Behind the viz: Game of the Year
It’s been a long time since I’ve last posted anything on here. In fact, it’s been a long time since I’ve published a viz. I had to take a little break from vizzing. I just couldn’t find the energy to sit down and create anything. I’ve started several different projects but quickly gave up on them. But I tried to tell myself that it’s okay, that one of these days I’ll be blessed by the muse and get my creative juices flowing again.
Thankfully, I did come up with an idea for March’s #IronQuest challenge. So here it is – my contribution to the theme ‚Games‘. I finally created a viz inspired by one of my all time data viz heroes – Giorgia Lupi. And I finally got to use the new map layers in Tableau. I’ll tell you all about it in this blog.
Topic & Data Collection
The theme for this month’s #IronQuest was ‚Games‘. For some reason, my immediate thought was Mario Kart – don’t ask me why. I actually started to look for data but nothing specific came to mind. But then I remembered the board games we used to play at home when I was younger. I remembered checking out the newest games in the toy catalog to see whether there were any cool new games I wanted to put on my Christmas wish list. And one major factor I remember was always which games won the most recent ‚Spiel des Jahres‘ (‚Game of the Year‘) award. This German board game award is super famous here and a pretty big deal. I found a list of all past winners on Wikipedia as a starting point and added some additional information about the games (game type, number of players,…) by browsing their wiki pages.
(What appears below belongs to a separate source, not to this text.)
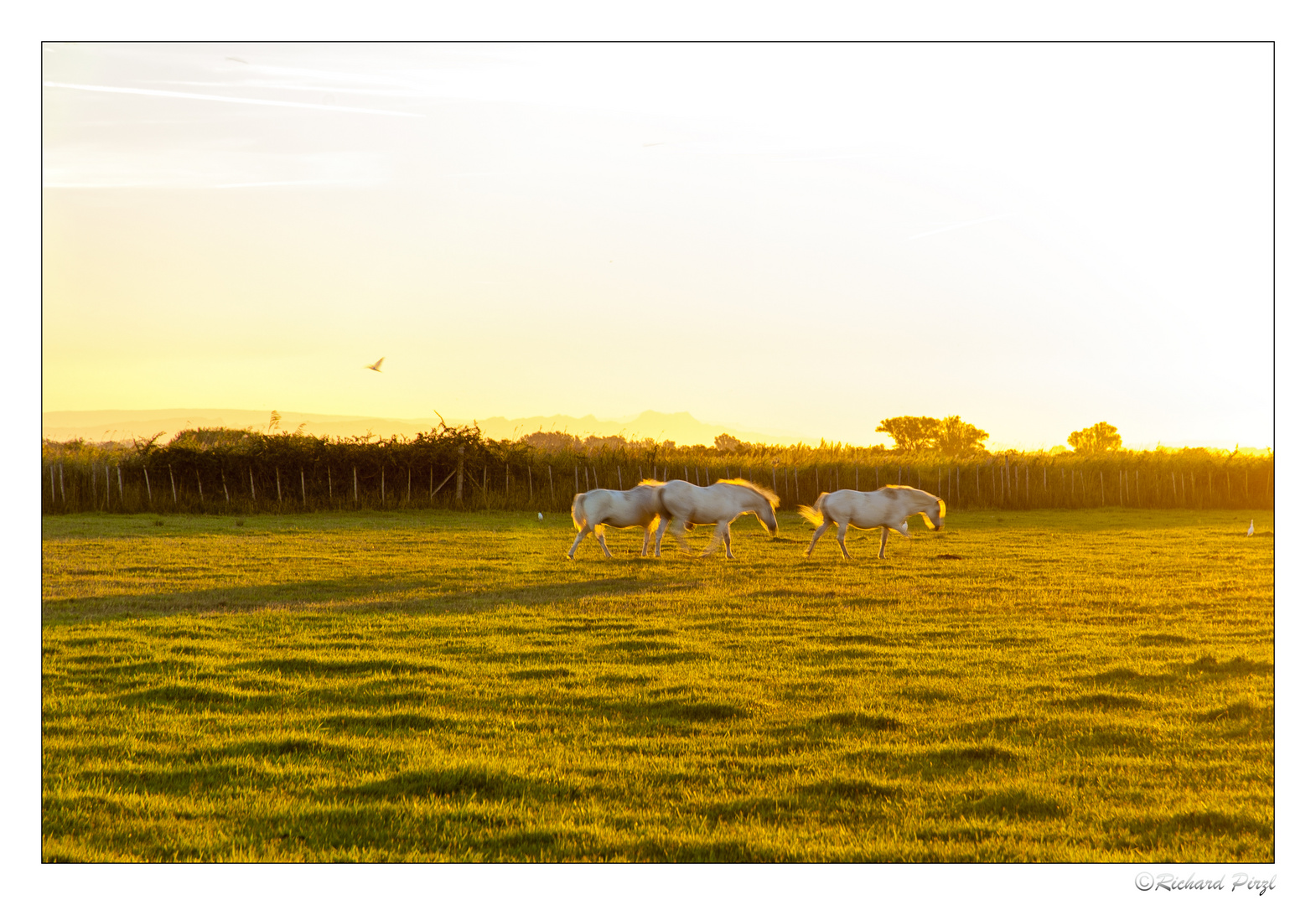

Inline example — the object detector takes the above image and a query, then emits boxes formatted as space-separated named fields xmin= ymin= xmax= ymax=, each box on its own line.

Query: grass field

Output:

Here’s the dataset I ended up with.
Design & Preparation
Next, I had to come up with a design for my viz. I wanted my design to reflect the overall topic of games. Basically, you should be able to get what the topic was simply by looking at the design. One thing I’d like to do to get some inspiration is a simple google image search – just type in ‚Board Game‘ and see what will come up! I quickly realized I needed my viz to resemble the game board itself! So each game would be represented by one field along the path on the game board. The rest of the data would be implemented using other shapes – Giorgia Lupi style.
I started by creating a quick game board mock-up in Powerpoint, consisting of 42 circles (one for each game I wanted to depict) which form a bendy path. I loaded that into Tableau as a background image and used annotations to figure out the x and y coordinates of each individual circle.
With the coordinates out of the way, I went back to Powerpoint and began creating the shapes I wanted to use to encode the information in my viz. I first created the bubbles that I used for each game and that ultimately formed the path on the game board. I chose 6 different colors – one for each of the different board game types I had in my dataset. I added a radial gradient and some shadows for some texture and depth.
Next, I included the other items and shapes I wanted to use to encode the other information: 1 to 3 triangles for the recommended minimum age, 1 to 3 bars for the game length and a circle for each possible player. And finally, a little heart for each game I personally have played before. I saved each set of objects separately as an image and moved it to the custom shapes folder in the Tableau repository.
Creating the viz
All that was left was bringing it all together in Tableau. The new map layers in Tableau make this actually pretty easy.
And we’re done!
- Normalize the x and y coordinates by dividing them through the total length or width, respectively.
- Convert the coordinates into a geometric object with the MAKEPOINT() function.
- Bring in the geometric object as a map layer with the game ID on ‚Detail‘.
- Use mark type ‚Shape‘ and put one of the other dimensions on shape (Number of Players, e.g.). Select the corresponding custom shapes.
- Repeat steps 1-4 until all elements are in the viz.